Improve your writing and satisfy the brain
It will improve your writing if you can focus on the protagonist’s misbeliefs and “Aha” moments. The misbeliefs are what drive the protagonist to make all the wrong decisions, leading to the tension that keeps the reader riveted. The plot revolves around how the protagonist has to confront their misbeliefs in order to solve a problem. Towards the end of the story, the protagonist has that “Aha” moment that changes everything: it prompts them to approach the problem in a different way and leads to resolution. That’s the moment our brains are wired for: the moment when we understand the why.
So where do you begin to tell your protagonist’s story? After all, misbeliefs are usually formed in childhood. This does not mean you need to write a long back story just to get the story started. Remember that all stories start in the middle of it all. You need to know where these misbeliefs were formed in order to write the story well, but your reader doesn’t necessary need to be spoon fed that same information.
Instead of giving a summary of how all those misbeliefs were formed, look for how they have shaped the protagonist’s journey and led to the problem the character will face at the start of the story you want to tell. Look for that moment when they’re about to reach critical mass and the protagonist has no other choice than to confront the problem. This is your starting point.
The foursquare approach
You can take a foursquare approach, where you divide a page into four squares and in each, you answer questions about the following:
- Character: Who is the story about?
- Problem: What is the external thing that is going to happen and set the story in motion?
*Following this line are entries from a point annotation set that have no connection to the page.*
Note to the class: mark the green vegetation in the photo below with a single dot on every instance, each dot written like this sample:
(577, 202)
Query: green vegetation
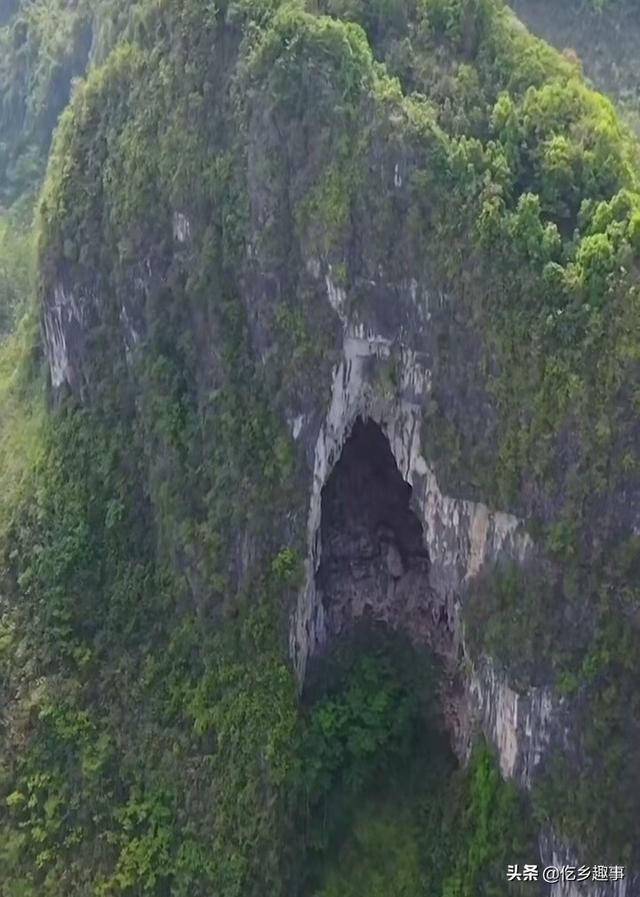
(152, 519)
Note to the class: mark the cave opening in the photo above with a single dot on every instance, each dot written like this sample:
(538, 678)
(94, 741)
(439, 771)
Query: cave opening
(374, 564)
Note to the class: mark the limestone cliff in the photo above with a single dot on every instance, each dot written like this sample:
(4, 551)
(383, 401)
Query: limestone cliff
(359, 286)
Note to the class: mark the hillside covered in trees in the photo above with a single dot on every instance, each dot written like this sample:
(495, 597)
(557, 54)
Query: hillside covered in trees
(234, 235)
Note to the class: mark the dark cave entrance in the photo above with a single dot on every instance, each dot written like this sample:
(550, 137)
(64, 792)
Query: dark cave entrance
(374, 564)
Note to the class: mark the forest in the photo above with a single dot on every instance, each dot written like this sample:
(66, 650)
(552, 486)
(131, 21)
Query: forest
(154, 739)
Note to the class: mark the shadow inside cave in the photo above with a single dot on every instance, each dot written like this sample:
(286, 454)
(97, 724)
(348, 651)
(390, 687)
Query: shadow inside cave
(374, 563)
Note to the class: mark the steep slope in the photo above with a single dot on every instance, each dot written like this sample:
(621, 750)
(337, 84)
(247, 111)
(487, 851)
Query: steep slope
(265, 229)
(604, 34)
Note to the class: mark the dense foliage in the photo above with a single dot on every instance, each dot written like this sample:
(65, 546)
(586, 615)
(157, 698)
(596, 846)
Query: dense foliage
(152, 739)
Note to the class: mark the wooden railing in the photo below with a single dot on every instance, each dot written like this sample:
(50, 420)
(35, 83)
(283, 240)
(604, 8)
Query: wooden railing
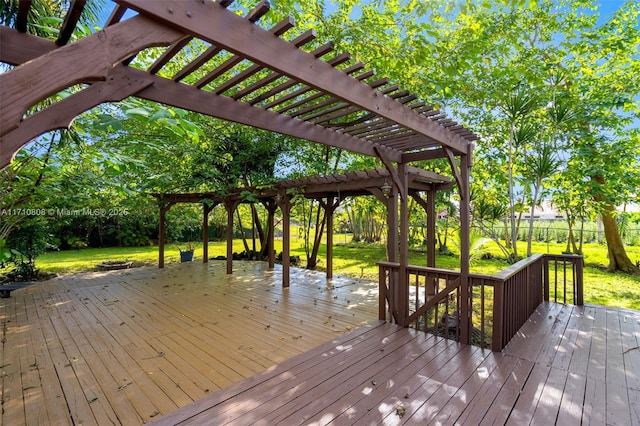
(498, 304)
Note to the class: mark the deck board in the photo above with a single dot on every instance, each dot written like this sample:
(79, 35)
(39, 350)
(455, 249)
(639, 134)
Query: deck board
(191, 345)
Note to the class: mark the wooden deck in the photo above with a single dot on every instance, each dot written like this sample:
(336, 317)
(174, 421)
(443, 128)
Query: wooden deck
(124, 347)
(567, 366)
(143, 345)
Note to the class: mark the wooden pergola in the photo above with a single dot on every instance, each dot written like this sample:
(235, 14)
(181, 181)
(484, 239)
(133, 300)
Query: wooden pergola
(330, 191)
(236, 71)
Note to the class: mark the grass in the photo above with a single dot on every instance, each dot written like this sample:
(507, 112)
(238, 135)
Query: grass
(359, 260)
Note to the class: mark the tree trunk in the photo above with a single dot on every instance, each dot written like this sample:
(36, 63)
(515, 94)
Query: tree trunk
(618, 258)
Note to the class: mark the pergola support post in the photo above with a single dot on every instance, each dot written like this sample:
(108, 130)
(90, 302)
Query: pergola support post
(231, 208)
(465, 285)
(330, 209)
(271, 256)
(162, 232)
(285, 207)
(206, 209)
(403, 285)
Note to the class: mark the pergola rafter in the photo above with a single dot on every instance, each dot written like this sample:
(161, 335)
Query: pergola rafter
(239, 72)
(330, 191)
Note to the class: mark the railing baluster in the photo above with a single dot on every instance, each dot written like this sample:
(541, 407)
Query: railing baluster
(515, 293)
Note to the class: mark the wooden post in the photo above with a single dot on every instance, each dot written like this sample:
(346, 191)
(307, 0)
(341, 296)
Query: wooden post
(206, 209)
(162, 233)
(431, 228)
(392, 250)
(231, 208)
(271, 209)
(403, 284)
(466, 290)
(285, 206)
(330, 207)
(579, 277)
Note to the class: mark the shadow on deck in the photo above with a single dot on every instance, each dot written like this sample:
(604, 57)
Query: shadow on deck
(191, 345)
(568, 365)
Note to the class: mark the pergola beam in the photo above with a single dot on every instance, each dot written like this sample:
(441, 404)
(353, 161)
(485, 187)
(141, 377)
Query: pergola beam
(225, 29)
(93, 58)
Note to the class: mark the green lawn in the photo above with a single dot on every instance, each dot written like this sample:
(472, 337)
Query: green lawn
(359, 260)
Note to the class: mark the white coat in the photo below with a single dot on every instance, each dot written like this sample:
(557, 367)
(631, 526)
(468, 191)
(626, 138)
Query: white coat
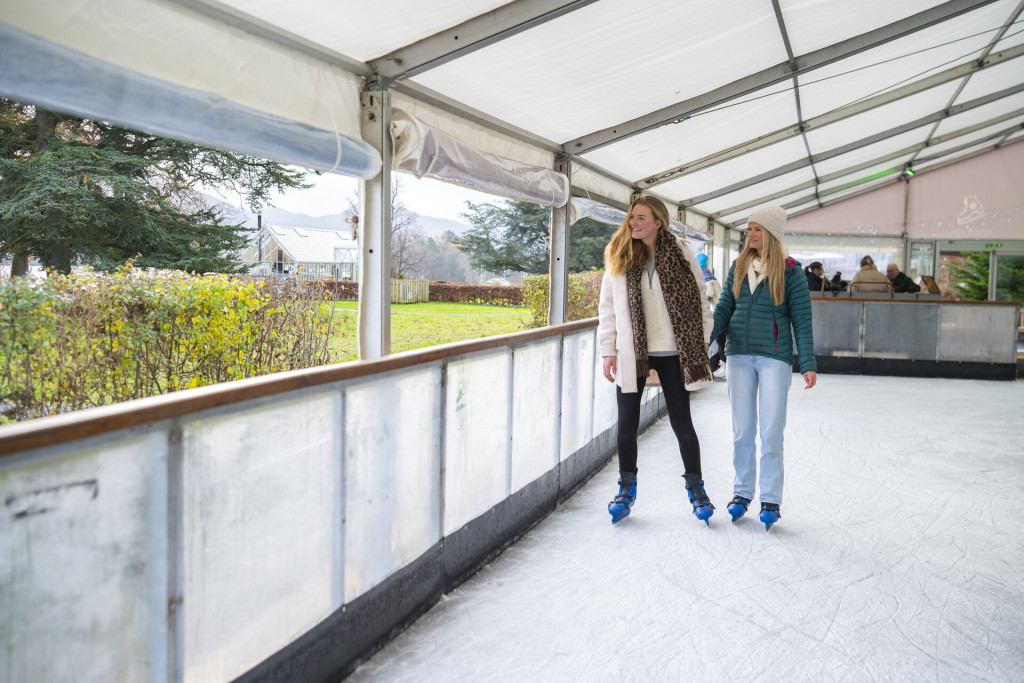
(614, 327)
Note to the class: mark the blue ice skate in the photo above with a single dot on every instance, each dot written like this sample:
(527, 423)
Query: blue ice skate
(624, 500)
(702, 509)
(769, 514)
(737, 507)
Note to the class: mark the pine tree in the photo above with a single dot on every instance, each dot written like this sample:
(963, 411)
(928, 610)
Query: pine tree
(972, 278)
(74, 189)
(514, 236)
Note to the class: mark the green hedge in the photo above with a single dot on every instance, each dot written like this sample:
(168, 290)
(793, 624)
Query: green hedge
(85, 340)
(444, 292)
(585, 290)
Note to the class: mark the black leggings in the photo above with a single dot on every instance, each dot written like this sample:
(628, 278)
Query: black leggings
(678, 400)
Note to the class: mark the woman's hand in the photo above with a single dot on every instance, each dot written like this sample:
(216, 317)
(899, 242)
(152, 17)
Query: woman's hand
(610, 366)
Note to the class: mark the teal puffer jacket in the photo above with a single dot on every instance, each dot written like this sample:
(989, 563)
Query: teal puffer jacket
(755, 326)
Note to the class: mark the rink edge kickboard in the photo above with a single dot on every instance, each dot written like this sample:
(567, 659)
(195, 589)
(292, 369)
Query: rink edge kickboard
(953, 370)
(336, 646)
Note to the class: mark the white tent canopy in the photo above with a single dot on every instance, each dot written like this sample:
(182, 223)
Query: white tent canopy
(716, 107)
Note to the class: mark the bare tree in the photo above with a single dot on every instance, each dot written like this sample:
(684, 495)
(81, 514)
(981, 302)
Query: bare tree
(407, 238)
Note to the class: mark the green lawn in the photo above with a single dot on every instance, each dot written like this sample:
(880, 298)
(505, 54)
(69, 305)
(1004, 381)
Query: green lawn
(420, 325)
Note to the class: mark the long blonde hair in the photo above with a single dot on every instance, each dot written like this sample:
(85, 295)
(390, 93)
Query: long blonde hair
(624, 253)
(772, 259)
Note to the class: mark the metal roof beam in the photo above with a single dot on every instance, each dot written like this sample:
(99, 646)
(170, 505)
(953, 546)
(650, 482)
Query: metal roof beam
(773, 75)
(835, 116)
(871, 188)
(984, 54)
(856, 144)
(472, 35)
(886, 184)
(875, 162)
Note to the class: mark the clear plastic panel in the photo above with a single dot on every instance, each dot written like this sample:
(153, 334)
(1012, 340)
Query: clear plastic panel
(476, 436)
(535, 411)
(605, 409)
(261, 525)
(392, 474)
(578, 390)
(83, 562)
(566, 68)
(707, 132)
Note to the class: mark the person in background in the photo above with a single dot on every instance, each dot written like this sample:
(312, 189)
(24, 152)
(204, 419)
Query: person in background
(717, 360)
(900, 282)
(869, 280)
(816, 278)
(764, 304)
(839, 285)
(652, 314)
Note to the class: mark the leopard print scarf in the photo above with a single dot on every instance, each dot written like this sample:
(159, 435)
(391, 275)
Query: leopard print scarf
(683, 300)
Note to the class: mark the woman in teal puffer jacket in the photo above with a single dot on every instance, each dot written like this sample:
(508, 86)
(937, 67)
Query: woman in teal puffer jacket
(758, 309)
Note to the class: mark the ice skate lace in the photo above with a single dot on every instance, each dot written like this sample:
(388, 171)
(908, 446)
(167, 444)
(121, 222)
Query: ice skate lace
(699, 498)
(623, 498)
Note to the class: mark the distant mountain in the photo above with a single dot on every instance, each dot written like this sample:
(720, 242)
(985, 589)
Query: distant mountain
(430, 225)
(434, 227)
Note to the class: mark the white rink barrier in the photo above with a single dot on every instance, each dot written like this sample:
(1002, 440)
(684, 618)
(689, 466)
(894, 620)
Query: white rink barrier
(282, 527)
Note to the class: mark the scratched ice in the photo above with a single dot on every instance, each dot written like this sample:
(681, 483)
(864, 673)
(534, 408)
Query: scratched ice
(899, 556)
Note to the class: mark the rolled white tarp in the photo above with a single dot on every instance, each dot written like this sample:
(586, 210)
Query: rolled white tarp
(582, 208)
(160, 68)
(427, 152)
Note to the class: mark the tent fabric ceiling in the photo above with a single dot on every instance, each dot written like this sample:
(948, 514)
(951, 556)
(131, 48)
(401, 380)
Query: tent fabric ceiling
(716, 105)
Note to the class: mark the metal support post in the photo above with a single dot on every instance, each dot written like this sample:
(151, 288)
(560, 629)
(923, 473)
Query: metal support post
(374, 323)
(558, 267)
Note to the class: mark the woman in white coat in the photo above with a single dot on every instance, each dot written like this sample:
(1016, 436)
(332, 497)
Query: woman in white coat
(653, 315)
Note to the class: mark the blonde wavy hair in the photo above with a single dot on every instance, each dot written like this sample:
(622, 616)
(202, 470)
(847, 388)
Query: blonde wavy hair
(624, 253)
(772, 259)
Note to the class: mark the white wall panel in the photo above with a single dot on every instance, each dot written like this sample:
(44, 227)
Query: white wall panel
(392, 474)
(261, 532)
(535, 411)
(83, 584)
(605, 408)
(476, 437)
(578, 389)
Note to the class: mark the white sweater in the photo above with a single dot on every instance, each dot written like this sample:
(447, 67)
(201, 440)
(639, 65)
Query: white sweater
(614, 329)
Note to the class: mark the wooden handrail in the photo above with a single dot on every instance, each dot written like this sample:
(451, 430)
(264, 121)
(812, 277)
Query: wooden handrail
(93, 421)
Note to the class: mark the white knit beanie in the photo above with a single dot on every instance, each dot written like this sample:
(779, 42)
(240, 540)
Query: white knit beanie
(772, 218)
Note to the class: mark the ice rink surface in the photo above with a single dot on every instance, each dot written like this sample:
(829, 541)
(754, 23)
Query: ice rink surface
(899, 556)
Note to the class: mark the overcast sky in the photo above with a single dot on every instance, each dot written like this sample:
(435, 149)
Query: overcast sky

- Struggle: What is the internal struggle the character will go through? What is it that they want to do and what is it that they should do?
- Solution: How will going through the internal struggle lead the character to a solution?
However, the key question you need to ask when you want to improve your writing is the why: the point you want to make with the story. After all, without meaning, we can’t make a single rational decision – and that’s biological fact.